GAO Findings on 'Prop Trading' Slammed

A Government Accountability Office report Wednesday said proprietary trading has produced a relatively small share of revenues at the six largest banks, but the study quickly came under fire from two senators who called the GAO's findings thin.

The financial reform law passed last year banned proprietary trading, and restricted other risky investments, at banks.

The provision known as the "Volcker Rule" — after former Federal Reserve Board Chairman Paul Volcker, who inspired the ban — also required the GAO to study aspects of such trading at big banks.

The report said regulators need to gather more information on the activities covered by the new rules.

It concluded that "standalone" proprietary trading at the six largest bank holding companies was about 3.1% of their combined quarterly revenue from June 2006 to December 2010.

"Compared to these firms' overall revenues, their stand-alone proprietary trading generally produced small revenues in most quarters and some larger losses during the financial crisis," the GAO said.

But Democratic Sens. Carl Levin and Jeff Merkley, who authored the trading provision in the Dodd-Frank Act, blasted the report as insufficient.

They said the accountability office, which claimed it only had information to study the banks' standalone trading operations, should have delved deeper to "shine more light on the high-risk gambles that decimated millions of families and businesses and nearly destroyed our financial system."

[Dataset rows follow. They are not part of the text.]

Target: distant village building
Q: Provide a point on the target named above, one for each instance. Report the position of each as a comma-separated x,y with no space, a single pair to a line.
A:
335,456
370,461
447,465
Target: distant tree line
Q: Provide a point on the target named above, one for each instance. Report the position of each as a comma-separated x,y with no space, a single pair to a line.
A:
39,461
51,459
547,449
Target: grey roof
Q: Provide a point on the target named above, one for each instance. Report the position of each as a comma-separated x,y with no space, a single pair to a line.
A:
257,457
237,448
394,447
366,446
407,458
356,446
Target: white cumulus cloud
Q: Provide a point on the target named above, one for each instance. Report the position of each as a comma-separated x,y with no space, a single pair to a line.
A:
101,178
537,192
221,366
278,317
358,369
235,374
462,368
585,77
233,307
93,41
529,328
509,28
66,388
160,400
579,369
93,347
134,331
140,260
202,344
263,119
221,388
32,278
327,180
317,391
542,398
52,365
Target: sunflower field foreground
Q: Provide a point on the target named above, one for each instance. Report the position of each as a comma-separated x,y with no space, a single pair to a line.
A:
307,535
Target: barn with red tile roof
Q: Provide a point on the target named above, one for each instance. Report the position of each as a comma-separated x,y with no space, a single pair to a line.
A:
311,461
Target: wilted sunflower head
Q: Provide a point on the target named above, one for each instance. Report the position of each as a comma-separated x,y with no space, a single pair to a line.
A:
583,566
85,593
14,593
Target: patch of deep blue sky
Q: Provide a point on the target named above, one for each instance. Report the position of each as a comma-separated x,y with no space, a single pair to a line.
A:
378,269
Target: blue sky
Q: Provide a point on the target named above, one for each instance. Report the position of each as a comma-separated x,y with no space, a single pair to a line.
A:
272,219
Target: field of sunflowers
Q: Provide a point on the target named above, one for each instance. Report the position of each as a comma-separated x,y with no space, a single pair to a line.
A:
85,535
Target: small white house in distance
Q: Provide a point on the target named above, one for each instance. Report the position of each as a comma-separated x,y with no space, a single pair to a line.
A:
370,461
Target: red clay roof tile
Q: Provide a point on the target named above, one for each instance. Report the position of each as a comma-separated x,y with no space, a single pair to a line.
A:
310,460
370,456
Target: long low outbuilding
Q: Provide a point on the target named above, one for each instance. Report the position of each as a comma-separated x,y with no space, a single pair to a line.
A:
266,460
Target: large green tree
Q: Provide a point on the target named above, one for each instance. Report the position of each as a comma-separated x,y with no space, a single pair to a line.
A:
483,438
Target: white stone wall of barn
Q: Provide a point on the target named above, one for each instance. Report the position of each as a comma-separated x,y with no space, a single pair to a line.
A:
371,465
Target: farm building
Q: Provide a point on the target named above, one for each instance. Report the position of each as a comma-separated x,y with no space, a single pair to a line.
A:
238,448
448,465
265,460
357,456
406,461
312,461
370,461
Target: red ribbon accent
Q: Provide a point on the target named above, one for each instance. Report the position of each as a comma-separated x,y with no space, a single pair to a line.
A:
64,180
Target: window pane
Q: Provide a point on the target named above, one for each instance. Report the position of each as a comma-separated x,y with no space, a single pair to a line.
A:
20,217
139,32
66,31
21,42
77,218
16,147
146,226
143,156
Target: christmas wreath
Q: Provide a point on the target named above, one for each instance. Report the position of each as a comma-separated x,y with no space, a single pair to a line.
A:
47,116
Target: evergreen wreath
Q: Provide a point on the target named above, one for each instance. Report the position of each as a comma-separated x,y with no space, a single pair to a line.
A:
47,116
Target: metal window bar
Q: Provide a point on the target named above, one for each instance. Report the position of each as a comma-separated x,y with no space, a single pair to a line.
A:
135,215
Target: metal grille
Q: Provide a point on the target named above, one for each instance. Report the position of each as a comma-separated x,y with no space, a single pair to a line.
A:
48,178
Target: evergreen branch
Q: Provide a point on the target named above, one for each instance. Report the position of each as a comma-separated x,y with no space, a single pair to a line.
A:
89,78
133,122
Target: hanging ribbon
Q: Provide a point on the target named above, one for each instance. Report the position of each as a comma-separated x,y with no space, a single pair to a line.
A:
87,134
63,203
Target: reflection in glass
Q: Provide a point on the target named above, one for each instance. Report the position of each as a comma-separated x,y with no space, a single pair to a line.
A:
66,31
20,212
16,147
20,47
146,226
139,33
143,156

"GAO claims they could not access the data necessary to undertake the full study required by Congress. This is unfortunate. While we are not surprised that, even with its limited review, the GAO concluded that proprietary trading is riskier than other activities, a complete study of proprietary trading would have been of much greater value to policy makers and regulators," they said.

"The report reminds us of the story of a man who dropped his keys at night and then began looking for them under a nearby parking lot light, not because he dropped them there but because that was where the light was."